Figure 4. Median annual earnings of full-time, year-round workers ages 25–34, by educational attainment and sex: 2016


1 Includes equivalency credentials, such as the GED credential.
2 Represents median annual earnings of full-time, year-round workers ages 25–34 with a bachelor's or higher degree.
NOTE: Data are based on sample surveys of the noninstitutionalized population, which excludes persons living in institutions (e.g., prisons or nursing facilities) and military barracks. Full-time, year-round workers are those who worked 35 or more hours per week for 50 or more weeks per year.
SOURCE: U.S. Department of Commerce, Census Bureau, Current Population Survey (CPS), "Annual Social and Economic Supplement," 2017. See Digest of Education Statistics 2017, table 502.30.


In 2016, the median earnings of young adult males who worked full time, year round were higher than the corresponding median earnings of young adult females at every level of educational attainment. For example, the median earnings of young adult males with an associate's degree were $43,000 in 2016, while those of their female counterparts were $31,900. The median earnings of young adult male high school completers were $34,700, compared with $28,000 for their female counterparts.
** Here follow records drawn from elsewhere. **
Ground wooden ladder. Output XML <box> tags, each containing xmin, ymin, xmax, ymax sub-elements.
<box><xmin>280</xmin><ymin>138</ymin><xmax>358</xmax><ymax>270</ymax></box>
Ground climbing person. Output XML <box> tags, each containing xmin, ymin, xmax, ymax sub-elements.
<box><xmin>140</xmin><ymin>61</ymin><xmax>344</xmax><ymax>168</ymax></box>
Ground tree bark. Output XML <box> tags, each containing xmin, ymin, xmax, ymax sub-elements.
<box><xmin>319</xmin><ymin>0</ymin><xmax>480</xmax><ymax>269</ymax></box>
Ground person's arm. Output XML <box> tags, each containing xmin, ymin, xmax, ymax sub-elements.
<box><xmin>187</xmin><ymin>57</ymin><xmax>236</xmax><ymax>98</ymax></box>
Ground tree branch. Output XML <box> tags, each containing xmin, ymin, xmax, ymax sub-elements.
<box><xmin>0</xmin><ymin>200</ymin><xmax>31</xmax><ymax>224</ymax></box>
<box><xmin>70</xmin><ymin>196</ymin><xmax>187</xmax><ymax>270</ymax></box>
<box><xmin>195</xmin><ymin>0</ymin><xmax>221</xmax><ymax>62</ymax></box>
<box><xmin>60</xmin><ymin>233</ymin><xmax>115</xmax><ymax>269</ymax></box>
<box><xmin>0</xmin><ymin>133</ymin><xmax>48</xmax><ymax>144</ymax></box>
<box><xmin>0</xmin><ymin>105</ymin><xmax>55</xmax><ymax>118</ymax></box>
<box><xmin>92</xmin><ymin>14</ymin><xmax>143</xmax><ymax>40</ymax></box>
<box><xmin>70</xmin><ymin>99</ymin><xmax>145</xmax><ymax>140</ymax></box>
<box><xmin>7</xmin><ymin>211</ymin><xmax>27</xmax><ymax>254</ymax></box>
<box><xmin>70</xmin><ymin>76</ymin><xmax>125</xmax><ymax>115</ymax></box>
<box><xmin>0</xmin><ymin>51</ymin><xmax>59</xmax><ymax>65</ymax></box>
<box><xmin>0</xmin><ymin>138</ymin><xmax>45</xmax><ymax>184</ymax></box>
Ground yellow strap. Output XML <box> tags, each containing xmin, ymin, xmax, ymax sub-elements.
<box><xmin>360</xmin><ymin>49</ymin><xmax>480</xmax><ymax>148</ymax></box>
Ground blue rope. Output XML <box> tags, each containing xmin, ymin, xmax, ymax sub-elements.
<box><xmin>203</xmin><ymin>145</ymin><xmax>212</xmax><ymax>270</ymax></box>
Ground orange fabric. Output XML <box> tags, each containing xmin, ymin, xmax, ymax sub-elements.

The median earnings of White young adults who worked full time, year round exceeded the corresponding median earnings of Black and Hispanic young adults at most attainment levels in 2016, except for those with a master's or higher degree, where there were no measurable differences in median earnings between White ($61,100), Black ($59,700), and Hispanic ($55,700) young adults. In addition, the median earnings of White young adults ($50,000) with a bachelor's degree were not measurably different from those of their Black counterparts ($45,800). Among those with a bachelor's degree and those with a master's or higher degree, Asian young adults had higher median earnings than their White, Black, and Hispanic peers. For example, the median earnings in 2016 for young adults with a bachelor's degree were $59,700 for Asian young adults, $50,000 for White young adults, $45,800 for Black young adults, and $44,700 for Hispanic young adults.


1 The labor force consists of all civilians who are employed or seeking employment.
2 Constant dollars based on the Consumer Price Index, prepared by the Bureau of Labor Statistics, U.S. Department of Labor.